问题描述
如何使用Swift从String变量中删除最后一个字符?在文档中找不到。
以下是完整示例:
var expression =45 + 22
expression = expression.substringToIndex(countElements(expression) - 1)
新的Swift 3.0方式
API已经获得更多 swifty ,因此Foundation扩展已更改了一些:
var name:String = Dolphin
var truncated = name.substring(to:name.index(before:name.endIndex))
print(name)//Dolphin
print(truncated) Dolphi
或就地版本:
var name:String =Dolphin
name.remove(at:name.index(before:name.endIndex))
print(name) /Dolphi
感谢Zmey,Rob Allen!
Swift 2.0+ Way
有几种方法可以完成此操作:
通过Foundation扩展,尽管不是Swift库的一部分:
var name:String =Dolphin
var truncated = name.substringToIndex(name.endIndex.predecessor())
print(name)//Dolphin
print(truncated) Dolphi
使用 removeRange()
方法( 更改名称
):
var name:String =Dolphin
/ pre>
name.removeAtIndex(name.endIndex.predecessor())
print(name)//Dolphi
使用
dropLast()
函数:var name:String =Dolphin
var truncated = String(name.characters.dropLast())
print(name)//Dolphin
print(truncated)//Dolphi
Old String.Index 6 Beta 4 +)方式
由于
String
Swift中的类型旨在提供出色的UTF-支持,则不能再使用Int
类型访问字符索引/范围/子字符串。而是使用String.Index
:let name:String = Dolphin
let stringLength = count(name)//从swift1.2`countElements`成为`count`
let substringIndex = stringLength - 1
name.substringToIndex ,substringIndex))//Dolphi
此外(更实用,您可以使用
endIndex
:let name:String =Dolphin
name.substringToIndex(name.endIndex.predecessor())//Dolphi
注意:我发现是理解
的理想起点, String.Index
旧版(预测试版4)
你可以简单地使用
substringToIndex()
函数,它的长度小于String
:let name:String =Dolphin
name.substringToIndex(countElements(name) - 1) /Dolphi
How can I remove last character from String variable using Swift?

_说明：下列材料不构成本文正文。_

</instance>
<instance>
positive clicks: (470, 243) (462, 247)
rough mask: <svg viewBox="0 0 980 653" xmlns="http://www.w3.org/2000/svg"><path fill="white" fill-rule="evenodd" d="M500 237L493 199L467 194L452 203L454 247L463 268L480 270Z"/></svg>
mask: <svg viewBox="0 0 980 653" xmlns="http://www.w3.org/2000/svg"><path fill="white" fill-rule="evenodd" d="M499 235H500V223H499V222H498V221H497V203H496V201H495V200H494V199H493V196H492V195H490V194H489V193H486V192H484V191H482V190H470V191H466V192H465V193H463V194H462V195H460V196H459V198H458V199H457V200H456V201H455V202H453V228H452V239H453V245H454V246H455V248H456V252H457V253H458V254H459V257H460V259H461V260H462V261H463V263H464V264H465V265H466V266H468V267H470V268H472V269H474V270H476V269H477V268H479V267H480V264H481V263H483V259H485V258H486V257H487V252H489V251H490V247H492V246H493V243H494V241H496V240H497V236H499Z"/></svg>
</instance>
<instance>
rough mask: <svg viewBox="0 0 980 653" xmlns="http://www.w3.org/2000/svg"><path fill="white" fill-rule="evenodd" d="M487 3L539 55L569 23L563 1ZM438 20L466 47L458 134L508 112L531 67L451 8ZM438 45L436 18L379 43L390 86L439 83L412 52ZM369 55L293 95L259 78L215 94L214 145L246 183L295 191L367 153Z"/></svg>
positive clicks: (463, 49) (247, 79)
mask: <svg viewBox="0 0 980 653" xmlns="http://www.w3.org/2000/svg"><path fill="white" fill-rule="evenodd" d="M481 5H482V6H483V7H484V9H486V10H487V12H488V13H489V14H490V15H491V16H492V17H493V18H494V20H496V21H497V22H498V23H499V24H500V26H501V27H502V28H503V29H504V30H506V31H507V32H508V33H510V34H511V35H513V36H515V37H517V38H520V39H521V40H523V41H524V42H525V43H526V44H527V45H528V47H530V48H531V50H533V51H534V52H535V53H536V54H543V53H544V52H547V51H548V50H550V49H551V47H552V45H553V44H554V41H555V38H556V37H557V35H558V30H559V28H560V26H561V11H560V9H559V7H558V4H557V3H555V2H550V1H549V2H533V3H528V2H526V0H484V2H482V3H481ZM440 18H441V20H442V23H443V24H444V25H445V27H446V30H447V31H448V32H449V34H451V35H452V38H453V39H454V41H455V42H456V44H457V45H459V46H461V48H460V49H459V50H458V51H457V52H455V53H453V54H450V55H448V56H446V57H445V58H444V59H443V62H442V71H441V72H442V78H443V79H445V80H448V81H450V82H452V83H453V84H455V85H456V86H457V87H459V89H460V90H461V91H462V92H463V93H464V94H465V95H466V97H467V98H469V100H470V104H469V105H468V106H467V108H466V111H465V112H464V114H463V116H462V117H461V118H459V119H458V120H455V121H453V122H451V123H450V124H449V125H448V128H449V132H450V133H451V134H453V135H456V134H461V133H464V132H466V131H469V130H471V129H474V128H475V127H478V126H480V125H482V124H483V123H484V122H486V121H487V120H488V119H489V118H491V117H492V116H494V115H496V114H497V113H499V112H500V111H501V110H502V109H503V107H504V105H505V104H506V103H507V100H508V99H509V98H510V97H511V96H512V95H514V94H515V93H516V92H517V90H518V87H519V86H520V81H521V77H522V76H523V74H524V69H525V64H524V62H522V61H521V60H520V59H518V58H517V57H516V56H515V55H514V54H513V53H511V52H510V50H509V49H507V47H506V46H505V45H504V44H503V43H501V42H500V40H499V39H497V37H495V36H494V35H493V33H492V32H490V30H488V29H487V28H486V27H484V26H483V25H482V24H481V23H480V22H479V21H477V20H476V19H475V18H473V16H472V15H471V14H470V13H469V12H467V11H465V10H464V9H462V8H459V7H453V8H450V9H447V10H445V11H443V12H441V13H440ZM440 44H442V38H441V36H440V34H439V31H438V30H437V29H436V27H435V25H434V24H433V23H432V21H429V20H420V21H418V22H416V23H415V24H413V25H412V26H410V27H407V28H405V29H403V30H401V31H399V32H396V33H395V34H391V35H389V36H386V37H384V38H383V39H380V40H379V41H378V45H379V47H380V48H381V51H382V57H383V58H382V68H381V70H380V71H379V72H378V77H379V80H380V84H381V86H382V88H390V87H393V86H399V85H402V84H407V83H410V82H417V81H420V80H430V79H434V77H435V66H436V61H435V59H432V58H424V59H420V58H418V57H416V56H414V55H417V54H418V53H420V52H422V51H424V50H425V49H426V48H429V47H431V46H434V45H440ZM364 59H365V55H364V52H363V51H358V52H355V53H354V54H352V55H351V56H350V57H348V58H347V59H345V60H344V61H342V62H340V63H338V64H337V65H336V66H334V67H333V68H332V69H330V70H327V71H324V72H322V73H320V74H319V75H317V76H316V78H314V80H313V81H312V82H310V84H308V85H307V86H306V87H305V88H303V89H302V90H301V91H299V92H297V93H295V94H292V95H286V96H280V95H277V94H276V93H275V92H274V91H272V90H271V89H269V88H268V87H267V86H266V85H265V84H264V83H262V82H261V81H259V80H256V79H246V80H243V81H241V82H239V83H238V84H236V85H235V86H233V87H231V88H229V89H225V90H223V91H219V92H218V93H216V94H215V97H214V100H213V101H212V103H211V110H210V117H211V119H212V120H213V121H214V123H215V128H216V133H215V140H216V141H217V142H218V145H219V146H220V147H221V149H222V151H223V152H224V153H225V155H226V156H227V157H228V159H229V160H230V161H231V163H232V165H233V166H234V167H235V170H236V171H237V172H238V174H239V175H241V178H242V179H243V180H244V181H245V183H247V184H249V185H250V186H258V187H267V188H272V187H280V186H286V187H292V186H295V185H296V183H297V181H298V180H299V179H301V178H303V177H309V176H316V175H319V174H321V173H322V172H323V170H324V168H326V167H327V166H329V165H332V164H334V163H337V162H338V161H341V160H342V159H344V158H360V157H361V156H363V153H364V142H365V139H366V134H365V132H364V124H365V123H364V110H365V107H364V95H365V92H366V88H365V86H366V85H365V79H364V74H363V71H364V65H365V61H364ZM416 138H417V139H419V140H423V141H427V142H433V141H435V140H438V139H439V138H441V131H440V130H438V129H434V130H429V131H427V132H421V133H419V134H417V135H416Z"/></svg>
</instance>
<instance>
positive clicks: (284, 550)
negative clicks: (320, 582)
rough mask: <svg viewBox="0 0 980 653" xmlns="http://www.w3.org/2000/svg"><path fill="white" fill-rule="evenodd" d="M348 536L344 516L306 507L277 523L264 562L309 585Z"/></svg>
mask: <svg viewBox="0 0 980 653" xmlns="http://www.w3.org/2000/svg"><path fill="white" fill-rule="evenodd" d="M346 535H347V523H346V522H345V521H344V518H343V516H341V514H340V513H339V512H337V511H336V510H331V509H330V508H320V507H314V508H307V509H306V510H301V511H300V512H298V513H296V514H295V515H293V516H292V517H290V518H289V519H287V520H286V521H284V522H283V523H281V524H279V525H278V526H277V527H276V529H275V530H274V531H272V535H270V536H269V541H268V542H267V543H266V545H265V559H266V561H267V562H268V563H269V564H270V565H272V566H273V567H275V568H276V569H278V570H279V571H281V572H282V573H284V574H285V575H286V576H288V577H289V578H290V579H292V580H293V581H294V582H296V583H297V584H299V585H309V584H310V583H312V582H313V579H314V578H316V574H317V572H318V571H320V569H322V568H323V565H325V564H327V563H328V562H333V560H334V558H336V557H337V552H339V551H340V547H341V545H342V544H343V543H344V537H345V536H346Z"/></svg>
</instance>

Can't find it in documentation.
Here is full example:
var expression = "45+22" expression = expression.substringToIndex(countElements(expression) - 1)
解决方案New Swift 3.0 Way
The APIs have gotten a bit more swifty, and as a result the Foundation extension has changed a bit:
var name: String = "Dolphin" var truncated = name.substring(to: name.index(before: name.endIndex)) print(name) // "Dolphin" print(truncated) // "Dolphi"
Or the in-place version:
var name: String = "Dolphin" name.remove(at: name.index(before: name.endIndex)) print(name) // "Dolphi"
Thanks Zmey, Rob Allen!
Swift 2.0+ Way
There are a few ways to accomplish this:
Via the Foundation extension, despite not being part of the Swift library:
var name: String = "Dolphin" var truncated = name.substringToIndex(name.endIndex.predecessor()) print(name) // "Dolphin" print(truncated) // "Dolphi"
Using the
removeRange()
method (which alters thename
):var name: String = "Dolphin" name.removeAtIndex(name.endIndex.predecessor()) print(name) // "Dolphi"
Using the
dropLast()
function:var name: String = "Dolphin" var truncated = String(name.characters.dropLast()) print(name) // "Dolphin" print(truncated) // "Dolphi"
Old String.Index (Xcode 6 Beta 4 +) Way
Since
String
types in Swift aim to provide excellent UTF-8 support, you can no longer access character indexes/ranges/substrings usingInt
types. Instead, you useString.Index
:let name: String = "Dolphin" let stringLength = count(name) // Since swift1.2 `countElements` became `count` let substringIndex = stringLength - 1 name.substringToIndex(advance(name.startIndex, substringIndex)) // "Dolphi"
Alternatively (for a more practical, but less educational example) you can use
endIndex
:let name: String = "Dolphin" name.substringToIndex(name.endIndex.predecessor()) // "Dolphi"
Note: I found this to be a great starting point for understanding
String.Index
Old (pre-Beta 4) Way
You can simply use the
substringToIndex()
function, providing it one less than the length of theString
:let name: String = "Dolphin" name.substringToIndex(countElements(name) - 1) // "Dolphi"
这篇关于从字符串中删除最后一个字符。 Swift语言的文章就介绍到这了,希望我们推荐的答案对大家有所帮助,也希望大家多多支持!